COA Rally against budget cuts video courtesy of Peralta TV's P-Span
Over 100 students, along with faculty and staff, staged a rally on the College of Alameda quad March 4 for momentum in the battle of budget cuts. Organizers hoped to get COA students to attend an evening rally in San Francisco and to participate in the March 22 demonstration at the State Capitol.
“We’ve been getting a lot of bad news lately; teachers and staff being laid off, friends and fellow students being turned away from the classroom,” COA student Jean Washburn said. “And there’s more bad news to come.” She added that students could not sit around and wait for things to get better.

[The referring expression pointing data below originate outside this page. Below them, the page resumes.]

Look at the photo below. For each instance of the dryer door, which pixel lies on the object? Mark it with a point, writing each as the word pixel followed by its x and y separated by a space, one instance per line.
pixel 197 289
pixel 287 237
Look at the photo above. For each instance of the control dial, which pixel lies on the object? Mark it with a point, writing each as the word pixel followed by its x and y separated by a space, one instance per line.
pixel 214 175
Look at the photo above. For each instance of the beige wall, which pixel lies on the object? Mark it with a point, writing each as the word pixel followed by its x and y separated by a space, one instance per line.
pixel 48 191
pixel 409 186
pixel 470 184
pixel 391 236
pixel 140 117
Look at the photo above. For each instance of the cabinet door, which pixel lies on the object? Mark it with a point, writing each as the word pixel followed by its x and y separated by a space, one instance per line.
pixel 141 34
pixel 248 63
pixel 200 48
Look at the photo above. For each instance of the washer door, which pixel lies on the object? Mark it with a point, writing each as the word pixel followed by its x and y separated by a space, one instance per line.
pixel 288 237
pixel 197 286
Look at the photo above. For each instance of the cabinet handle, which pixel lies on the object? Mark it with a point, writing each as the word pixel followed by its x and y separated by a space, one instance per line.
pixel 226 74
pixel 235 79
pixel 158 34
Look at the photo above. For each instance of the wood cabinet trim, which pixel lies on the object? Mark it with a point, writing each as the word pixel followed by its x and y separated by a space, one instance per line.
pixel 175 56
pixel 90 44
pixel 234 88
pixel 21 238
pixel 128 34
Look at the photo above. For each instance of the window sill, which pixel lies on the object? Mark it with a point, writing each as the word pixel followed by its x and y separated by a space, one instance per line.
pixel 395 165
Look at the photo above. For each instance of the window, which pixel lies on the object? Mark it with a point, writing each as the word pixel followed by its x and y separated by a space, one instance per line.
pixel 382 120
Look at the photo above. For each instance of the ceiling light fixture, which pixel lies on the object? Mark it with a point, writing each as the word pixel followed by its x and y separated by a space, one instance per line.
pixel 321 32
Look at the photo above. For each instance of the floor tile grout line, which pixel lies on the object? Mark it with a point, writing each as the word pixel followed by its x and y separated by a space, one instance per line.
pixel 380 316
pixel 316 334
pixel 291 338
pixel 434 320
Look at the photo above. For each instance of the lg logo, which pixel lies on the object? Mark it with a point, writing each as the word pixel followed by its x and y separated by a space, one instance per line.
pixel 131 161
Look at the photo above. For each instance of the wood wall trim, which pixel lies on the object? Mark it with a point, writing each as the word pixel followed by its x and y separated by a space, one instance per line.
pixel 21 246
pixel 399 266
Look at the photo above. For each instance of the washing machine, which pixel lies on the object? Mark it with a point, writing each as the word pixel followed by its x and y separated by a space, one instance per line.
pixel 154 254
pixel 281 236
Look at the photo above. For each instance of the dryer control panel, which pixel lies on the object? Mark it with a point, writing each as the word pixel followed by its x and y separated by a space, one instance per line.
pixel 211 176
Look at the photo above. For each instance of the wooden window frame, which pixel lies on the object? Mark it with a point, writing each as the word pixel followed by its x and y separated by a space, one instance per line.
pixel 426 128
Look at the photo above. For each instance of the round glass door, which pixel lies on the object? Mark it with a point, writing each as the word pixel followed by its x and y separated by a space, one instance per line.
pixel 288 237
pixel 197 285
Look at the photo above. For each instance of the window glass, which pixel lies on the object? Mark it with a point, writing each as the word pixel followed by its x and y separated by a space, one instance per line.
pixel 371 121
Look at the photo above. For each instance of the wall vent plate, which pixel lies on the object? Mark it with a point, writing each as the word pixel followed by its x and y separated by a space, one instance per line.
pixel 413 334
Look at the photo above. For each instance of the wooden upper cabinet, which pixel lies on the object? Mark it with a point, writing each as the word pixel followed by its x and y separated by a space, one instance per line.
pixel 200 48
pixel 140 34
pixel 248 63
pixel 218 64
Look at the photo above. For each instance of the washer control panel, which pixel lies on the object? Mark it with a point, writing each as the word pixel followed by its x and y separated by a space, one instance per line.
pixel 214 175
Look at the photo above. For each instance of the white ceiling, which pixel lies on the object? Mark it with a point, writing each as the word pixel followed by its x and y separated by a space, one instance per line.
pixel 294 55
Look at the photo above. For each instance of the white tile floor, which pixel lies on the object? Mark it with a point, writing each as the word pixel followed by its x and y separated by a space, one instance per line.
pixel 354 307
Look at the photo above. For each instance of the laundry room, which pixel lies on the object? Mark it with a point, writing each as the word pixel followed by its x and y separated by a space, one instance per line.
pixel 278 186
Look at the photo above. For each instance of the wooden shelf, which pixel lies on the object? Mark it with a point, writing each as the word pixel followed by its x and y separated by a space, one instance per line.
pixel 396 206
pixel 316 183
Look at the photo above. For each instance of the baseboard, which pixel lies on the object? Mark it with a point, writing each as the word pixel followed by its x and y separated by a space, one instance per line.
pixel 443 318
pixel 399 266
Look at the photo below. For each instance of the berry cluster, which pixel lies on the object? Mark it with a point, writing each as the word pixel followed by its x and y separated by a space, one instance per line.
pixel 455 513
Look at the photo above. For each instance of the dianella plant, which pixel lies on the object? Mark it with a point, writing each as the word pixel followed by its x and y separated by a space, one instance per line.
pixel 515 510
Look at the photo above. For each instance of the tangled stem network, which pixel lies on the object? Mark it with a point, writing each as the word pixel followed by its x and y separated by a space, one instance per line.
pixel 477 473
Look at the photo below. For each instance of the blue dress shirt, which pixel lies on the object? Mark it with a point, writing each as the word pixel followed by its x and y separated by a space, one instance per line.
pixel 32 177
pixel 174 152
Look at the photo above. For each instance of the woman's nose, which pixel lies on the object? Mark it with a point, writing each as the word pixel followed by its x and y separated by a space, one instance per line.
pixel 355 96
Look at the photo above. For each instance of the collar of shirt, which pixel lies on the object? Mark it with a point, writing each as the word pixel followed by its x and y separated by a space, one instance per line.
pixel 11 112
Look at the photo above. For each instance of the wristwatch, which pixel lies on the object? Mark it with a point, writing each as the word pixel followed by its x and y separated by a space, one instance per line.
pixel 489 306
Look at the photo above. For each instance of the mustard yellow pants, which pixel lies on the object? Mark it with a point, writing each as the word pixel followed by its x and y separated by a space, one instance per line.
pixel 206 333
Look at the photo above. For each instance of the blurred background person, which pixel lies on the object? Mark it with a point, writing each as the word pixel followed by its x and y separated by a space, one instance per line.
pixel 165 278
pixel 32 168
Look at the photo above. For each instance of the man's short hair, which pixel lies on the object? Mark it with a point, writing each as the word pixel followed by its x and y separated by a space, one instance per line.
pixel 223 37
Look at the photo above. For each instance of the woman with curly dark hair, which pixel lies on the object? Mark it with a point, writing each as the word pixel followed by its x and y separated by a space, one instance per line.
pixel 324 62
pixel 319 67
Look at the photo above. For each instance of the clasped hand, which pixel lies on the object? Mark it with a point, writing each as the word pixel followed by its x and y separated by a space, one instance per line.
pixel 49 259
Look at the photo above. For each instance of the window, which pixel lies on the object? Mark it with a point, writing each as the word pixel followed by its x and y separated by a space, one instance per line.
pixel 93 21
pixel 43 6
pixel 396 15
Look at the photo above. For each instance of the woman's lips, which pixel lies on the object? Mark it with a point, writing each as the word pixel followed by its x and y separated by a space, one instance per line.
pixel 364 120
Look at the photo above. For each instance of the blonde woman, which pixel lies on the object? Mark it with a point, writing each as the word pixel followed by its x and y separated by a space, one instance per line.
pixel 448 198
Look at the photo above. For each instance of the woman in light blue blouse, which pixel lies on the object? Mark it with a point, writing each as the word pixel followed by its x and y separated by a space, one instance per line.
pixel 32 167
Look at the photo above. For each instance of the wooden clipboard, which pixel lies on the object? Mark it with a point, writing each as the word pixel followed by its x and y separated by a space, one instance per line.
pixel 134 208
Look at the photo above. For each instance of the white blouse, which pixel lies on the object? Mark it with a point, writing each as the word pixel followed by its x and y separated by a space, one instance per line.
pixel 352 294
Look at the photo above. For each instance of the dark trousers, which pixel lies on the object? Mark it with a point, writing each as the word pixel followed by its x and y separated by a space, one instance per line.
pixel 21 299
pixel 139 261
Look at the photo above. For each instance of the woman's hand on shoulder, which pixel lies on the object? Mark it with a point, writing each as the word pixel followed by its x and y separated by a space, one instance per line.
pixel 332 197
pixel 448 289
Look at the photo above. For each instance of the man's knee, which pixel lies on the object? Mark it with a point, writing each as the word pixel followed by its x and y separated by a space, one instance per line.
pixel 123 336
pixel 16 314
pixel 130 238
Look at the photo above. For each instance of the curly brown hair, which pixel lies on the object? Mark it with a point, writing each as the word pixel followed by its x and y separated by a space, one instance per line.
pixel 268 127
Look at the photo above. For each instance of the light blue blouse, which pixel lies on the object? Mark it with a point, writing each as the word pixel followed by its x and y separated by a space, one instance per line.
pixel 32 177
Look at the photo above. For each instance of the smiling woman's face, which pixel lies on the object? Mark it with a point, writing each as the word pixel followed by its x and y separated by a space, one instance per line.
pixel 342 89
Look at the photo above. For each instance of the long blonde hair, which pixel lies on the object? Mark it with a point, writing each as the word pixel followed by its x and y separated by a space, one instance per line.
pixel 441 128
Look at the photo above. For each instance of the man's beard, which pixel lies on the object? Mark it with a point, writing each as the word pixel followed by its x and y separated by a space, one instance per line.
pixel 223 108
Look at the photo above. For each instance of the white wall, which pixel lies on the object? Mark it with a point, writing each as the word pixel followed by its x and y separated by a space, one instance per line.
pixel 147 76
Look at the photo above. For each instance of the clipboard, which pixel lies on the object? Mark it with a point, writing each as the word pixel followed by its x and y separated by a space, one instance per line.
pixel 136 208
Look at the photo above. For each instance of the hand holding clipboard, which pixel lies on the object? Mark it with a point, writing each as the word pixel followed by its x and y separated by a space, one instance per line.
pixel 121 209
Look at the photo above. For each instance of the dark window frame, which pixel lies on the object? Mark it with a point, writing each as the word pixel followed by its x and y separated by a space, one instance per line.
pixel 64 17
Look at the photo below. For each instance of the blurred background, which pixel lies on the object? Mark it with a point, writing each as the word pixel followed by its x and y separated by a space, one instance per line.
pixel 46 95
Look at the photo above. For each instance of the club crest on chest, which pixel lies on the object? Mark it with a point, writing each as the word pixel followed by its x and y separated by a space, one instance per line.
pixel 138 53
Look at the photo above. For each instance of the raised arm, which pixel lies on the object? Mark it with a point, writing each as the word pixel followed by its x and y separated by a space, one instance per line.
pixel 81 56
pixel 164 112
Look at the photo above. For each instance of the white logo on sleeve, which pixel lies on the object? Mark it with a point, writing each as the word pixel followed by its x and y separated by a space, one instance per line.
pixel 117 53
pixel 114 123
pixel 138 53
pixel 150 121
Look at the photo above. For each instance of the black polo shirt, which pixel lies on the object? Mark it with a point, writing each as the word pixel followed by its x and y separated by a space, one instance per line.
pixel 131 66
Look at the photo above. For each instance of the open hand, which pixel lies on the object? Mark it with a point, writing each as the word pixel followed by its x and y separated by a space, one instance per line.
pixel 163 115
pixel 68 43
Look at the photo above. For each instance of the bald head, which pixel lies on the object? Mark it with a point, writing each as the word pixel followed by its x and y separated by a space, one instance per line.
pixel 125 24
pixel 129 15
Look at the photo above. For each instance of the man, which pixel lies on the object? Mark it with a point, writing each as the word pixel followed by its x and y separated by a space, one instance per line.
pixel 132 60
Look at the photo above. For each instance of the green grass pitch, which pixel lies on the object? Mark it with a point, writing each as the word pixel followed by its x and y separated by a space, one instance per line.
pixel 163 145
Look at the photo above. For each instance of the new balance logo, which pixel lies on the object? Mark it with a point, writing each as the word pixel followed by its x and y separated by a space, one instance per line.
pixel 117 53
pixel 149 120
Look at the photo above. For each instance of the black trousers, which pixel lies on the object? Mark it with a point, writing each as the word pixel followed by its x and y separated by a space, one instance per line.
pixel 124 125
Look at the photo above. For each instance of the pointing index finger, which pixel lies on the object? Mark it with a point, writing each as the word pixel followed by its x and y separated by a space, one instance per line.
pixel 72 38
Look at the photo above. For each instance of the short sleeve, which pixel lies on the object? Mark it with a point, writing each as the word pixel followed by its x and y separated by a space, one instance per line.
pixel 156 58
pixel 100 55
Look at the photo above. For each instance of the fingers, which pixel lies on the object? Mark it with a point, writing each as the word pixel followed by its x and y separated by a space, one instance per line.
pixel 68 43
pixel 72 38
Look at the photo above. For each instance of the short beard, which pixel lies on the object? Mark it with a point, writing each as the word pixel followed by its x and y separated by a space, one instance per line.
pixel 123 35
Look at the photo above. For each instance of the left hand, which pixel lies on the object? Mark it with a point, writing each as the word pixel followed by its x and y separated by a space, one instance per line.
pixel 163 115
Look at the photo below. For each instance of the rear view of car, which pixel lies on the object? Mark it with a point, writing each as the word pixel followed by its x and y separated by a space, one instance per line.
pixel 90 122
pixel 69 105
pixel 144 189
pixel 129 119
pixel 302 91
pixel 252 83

|“I want to hear some good news now, but it’s not going to happen unless we make it happen. Together we can take back our education. Together we can take back our future and our dreams."|
Speaking after Washburn, COA Political Science professor Robert Brem said that students will be ignored if they do not stand up for education and democracy. He added that students could not just protest on campus and expect the media and legislators to take them seriously.
"The purpose of this protest is not to protest at COA,” Brem said. “The purpose is to get your ass to San Francisco tonight,” referring to evening rally at Civic Center where students from throughout the Bay Area later ascended.
“We are currently experiencing the evisceration of our educational system,” Brem said. “You are experiencing the creation of a third world nation. Democracy is built on education.”
COA Disabled Students Programs and Services (DSPS) Coordinator Helene Maxwell said funding for her program was cut in half. She said that long-term action was needed to save education in California.
“We are currently experiencing the evisceration of our educational system."
“This is not a one day movement, it has to continue,” Maxwell said. She encouraged students to sign the petitions for the California Democracy Act (CDA), a proposition to change the state constitution to allow a simple majority to approve state budgets opposed to a 2/3 majority.
Jurena Storm, vice-president of administration for the Associated Students of College of Alameda (ASCOA) was pleased to see so many students “uniting for a cause that affects all of us.” Storm was recently a panelist in a discussion on Higher Education along with Two East Bay lawmakers and said that lawmakers were clueless to the impact of budget cuts on students’ educations.
“They had no idea about students sitting on the floors because there’s not enough chairs in the classrooms,” Storm said. “They had no idea about students dropping out because they can’t afford the tuition. They have no idea about students struggling because their parents have lost their jobs and can no longer afford for them to go to school.”
|"Nobody has told you, but they’re talking about raising tuition to $40 per unit. If you’re not registered to vote, nobody cares what you think. You want to get rid of legislators, vote.”|
Toni Cooke, coordinator of the campus’ EOPS program, encouraged students to “come together as a community” and not “stand back as bystanders.”
“Nobody has told you, but they’re talking about raising tuition to $40 per unit,” Cooke said, referring to the California Legislative Analyst Office’s (LAO) proposal to raise community college enrollment fees. “If you’re not registered to vote, nobody cares what you think. You want to get rid of legislators, vote.”
Following the speakers, poetry about education was read, and other students were able to come to the microphone and express how budget cuts affected them.
Washburn ended the event with a call-and-response chant, yelling “Who got the power?” to the crowds’ unscripted response, “We’ve got the power!”